Em artigos anteriores, todos publicados neste Jornal GGN, chamei a atenção para alguns padrões numéricos envolvendo a disseminação da Covid-19. Dois artigos tratavam do comportamento da pandemia em escala mundial [1] e dois, do comportamento em escala nacional [2].

Em nenhum desses artigos eu propus um modelo explicativo para a disseminação da Covid-19. O que estou a fazer é tão somente investigar o comportamento de certos parâmetros, notadamente o que estou a chamar de taxa de crescimento no número de casos da Covid-19 – ou, alternativamente, no número de indivíduos infectados com o SARS-CoV-2 [3].

2. Calculando uma taxa de crescimento.

Estou acompanhando as estatísticas da Covid-19 por meio de dois painéis, um da Universidade Johns Hopkins e o outro do sítio eletrônico Worldometer [4]. Embora os resultados reportados aqui sejam baseados nos totais diários obtidos neste último, as conclusões da minha análise seriam essencialmente as mesmas, caso eu tivesse usado os dados do primeiro.

Para comparar a disseminação da Covid-19 entre diferentes países, eu calculei uma taxa média de crescimento no número de casos em cada país. Os nove países escolhidos foram os seguintes (entre parêntesis, o efetivo populacional): Bélgica (11,5 milhões de habitantes), Brasil (211 milhões), Coreia do Sul (51,2), Estados Unidos (329,1), Irã (82,9), Países Baixos (17,1), Reino Unido (67,5), Rússia (145,9 mi) e Suécia (10 mi). Somadas, as populações destes países correspondem a uns 12% da população mundial [5].

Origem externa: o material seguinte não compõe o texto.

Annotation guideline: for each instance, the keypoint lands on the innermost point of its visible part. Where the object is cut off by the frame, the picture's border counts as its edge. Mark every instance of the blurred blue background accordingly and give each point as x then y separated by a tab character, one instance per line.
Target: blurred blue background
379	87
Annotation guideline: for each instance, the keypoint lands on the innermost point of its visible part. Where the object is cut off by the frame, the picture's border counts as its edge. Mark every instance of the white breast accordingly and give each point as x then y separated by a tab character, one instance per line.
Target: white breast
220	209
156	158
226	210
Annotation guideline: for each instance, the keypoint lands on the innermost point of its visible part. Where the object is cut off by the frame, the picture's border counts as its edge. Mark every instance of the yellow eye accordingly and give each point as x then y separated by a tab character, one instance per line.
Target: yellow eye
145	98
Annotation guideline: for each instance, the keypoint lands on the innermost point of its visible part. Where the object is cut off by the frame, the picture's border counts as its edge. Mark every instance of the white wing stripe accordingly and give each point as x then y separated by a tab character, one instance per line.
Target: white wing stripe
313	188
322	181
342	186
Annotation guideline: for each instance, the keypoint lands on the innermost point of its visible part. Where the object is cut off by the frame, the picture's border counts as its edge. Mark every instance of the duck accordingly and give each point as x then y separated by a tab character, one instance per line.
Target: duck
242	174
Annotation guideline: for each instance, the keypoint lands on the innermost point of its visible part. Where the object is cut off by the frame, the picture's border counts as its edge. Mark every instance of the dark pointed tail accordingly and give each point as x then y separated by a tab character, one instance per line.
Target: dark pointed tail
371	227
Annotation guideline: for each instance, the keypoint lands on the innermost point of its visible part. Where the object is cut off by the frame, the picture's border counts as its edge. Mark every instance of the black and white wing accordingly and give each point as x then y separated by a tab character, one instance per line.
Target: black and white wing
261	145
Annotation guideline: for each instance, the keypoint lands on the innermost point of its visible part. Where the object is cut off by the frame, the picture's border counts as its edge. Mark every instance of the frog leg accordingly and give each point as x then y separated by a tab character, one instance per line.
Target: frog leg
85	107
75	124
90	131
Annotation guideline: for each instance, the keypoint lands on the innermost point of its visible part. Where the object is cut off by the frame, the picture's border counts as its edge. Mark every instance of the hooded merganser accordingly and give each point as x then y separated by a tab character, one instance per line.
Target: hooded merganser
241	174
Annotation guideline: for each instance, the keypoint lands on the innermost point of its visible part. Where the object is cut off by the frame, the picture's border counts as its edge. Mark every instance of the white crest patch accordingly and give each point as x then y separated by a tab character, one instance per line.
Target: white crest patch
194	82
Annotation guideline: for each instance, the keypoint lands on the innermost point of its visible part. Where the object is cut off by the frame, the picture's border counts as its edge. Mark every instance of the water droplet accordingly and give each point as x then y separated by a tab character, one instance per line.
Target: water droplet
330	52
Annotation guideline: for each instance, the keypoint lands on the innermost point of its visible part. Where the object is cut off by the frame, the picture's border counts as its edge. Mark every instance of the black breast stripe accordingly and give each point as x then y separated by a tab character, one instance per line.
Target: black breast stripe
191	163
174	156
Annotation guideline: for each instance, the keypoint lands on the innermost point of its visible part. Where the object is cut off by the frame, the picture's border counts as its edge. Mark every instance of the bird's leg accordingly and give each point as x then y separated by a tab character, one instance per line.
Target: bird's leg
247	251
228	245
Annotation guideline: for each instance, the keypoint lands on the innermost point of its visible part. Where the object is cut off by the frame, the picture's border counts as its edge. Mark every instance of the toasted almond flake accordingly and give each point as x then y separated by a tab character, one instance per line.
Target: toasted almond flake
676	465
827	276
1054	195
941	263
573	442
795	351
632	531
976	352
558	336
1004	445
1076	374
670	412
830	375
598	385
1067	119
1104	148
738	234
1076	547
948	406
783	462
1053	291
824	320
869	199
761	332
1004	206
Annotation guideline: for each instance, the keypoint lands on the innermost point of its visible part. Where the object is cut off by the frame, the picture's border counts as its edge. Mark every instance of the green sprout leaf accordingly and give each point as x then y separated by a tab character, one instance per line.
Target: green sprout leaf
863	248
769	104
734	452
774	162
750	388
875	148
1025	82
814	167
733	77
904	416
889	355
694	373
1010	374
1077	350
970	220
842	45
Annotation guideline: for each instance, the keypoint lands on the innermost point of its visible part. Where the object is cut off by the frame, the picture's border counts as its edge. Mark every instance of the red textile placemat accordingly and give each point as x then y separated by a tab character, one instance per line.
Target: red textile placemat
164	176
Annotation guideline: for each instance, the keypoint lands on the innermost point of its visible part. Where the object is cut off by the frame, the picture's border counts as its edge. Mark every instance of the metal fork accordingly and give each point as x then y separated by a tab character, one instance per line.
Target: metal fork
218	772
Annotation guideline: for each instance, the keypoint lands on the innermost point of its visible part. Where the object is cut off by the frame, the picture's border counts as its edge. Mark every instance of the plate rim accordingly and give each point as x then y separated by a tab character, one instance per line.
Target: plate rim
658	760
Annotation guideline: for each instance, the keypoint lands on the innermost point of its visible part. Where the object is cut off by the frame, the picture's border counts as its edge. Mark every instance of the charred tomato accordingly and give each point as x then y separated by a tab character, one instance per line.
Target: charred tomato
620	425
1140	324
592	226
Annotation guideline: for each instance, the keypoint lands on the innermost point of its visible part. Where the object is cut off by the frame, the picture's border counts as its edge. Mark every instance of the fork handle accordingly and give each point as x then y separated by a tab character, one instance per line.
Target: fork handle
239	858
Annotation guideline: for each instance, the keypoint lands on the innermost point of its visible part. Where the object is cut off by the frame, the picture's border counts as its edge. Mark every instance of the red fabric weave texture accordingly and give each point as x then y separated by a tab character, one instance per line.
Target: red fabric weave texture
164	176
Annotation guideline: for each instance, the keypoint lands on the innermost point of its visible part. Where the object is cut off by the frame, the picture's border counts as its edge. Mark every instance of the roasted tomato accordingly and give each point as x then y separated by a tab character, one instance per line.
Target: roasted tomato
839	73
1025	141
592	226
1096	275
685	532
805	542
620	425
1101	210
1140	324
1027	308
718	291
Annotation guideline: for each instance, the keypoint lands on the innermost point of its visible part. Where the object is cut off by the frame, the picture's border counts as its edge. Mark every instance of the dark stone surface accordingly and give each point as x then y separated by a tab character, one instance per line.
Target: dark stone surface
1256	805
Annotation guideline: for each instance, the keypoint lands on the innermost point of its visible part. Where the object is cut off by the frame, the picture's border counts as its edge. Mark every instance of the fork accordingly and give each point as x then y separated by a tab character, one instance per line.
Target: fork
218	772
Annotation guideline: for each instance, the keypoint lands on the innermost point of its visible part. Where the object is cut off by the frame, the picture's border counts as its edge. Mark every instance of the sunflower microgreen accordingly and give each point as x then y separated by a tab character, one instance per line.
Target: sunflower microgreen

A taxa média de crescimento (βm) foi definida como βm = [ln Y(f) / Y(i)] / t, onde Y(f) é o número de casos no dia 19/4; Y(i) é o número de casos na véspera em que o país ultrapassou a marca de 1.000 casos; t é o intervalo de tempo (em dias) entre Y(i) e Y(f); e ln indica logaritmo natural [6].

3. Construindo um gráfico.

Os valores de βm assim obtidos foram então colocados em um gráfico (ver a figura que acompanha este artigo), do tipo que comumente é usado quando queremos descobrir o ponto ou a região de estabilização de certos fenômenos [7]. Lembrando que, no caso de epidemias, o propósito desse tipo de análise é encontrar pistas que nos apontem para o fim do problema.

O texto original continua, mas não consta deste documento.